GreptimeDB + Grafana: Build a Modern Observability Stack from Scratch

Set up GreptimeDB as your time-series database and connect it to Grafana for real-time dashboards. A practical tutorial covering installation, data ingestion, PromQL queries, and production dashboards.

GreptimeDB + Grafana: Build a Modern Observability Stack from Scratch illustration
On this page9 sections

Most teams use Prometheus for metrics, but Prometheus was designed as a monitoring tool, not a database. It struggles with long-term storage, high cardinality, and horizontal scaling.
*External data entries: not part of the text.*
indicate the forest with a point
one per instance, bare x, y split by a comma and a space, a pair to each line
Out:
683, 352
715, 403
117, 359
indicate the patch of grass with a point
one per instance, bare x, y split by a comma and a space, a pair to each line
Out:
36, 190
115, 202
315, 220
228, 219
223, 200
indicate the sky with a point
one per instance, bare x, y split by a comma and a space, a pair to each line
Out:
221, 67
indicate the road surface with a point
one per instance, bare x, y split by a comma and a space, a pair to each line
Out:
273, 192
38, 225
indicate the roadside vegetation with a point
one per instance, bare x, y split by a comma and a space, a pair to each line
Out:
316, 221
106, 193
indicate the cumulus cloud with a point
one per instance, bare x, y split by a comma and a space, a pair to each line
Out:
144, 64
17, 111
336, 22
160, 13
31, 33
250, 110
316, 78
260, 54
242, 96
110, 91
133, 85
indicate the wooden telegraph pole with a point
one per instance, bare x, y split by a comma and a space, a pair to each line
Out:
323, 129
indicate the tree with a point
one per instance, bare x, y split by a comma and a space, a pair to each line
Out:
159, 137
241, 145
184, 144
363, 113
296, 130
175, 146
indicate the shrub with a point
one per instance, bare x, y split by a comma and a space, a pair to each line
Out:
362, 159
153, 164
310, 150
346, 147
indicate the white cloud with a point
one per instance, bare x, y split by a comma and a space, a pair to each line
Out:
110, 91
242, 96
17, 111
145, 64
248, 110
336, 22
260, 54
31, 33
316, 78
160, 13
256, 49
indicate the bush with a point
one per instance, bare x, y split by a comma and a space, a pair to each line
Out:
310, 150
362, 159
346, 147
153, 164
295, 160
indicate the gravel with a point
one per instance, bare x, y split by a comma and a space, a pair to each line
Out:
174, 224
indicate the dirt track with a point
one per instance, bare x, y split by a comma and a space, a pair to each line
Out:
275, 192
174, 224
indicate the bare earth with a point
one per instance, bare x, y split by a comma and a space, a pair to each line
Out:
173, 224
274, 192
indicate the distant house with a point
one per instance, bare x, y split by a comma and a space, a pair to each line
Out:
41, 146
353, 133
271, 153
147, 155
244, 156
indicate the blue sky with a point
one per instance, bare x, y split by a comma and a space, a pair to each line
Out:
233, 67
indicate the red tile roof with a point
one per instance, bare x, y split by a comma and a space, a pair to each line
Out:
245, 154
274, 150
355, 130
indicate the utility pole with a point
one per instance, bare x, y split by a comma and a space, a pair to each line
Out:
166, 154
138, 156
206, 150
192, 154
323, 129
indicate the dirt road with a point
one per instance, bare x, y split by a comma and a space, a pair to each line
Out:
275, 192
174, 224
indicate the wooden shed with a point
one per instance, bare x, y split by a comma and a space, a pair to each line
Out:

GreptimeDB is a cloud-native time-series database that speaks PromQL natively — meaning you can replace Prometheus's storage with GreptimeDB and keep your existing Grafana dashboards and alerting rules unchanged.

What is GreptimeDB?

GreptimeDB is an open-source, cloud-native time-series database written in Rust. It's designed for metrics, logs, and events at scale. Think of it as "what Prometheus storage would look like if redesigned from scratch in 2024."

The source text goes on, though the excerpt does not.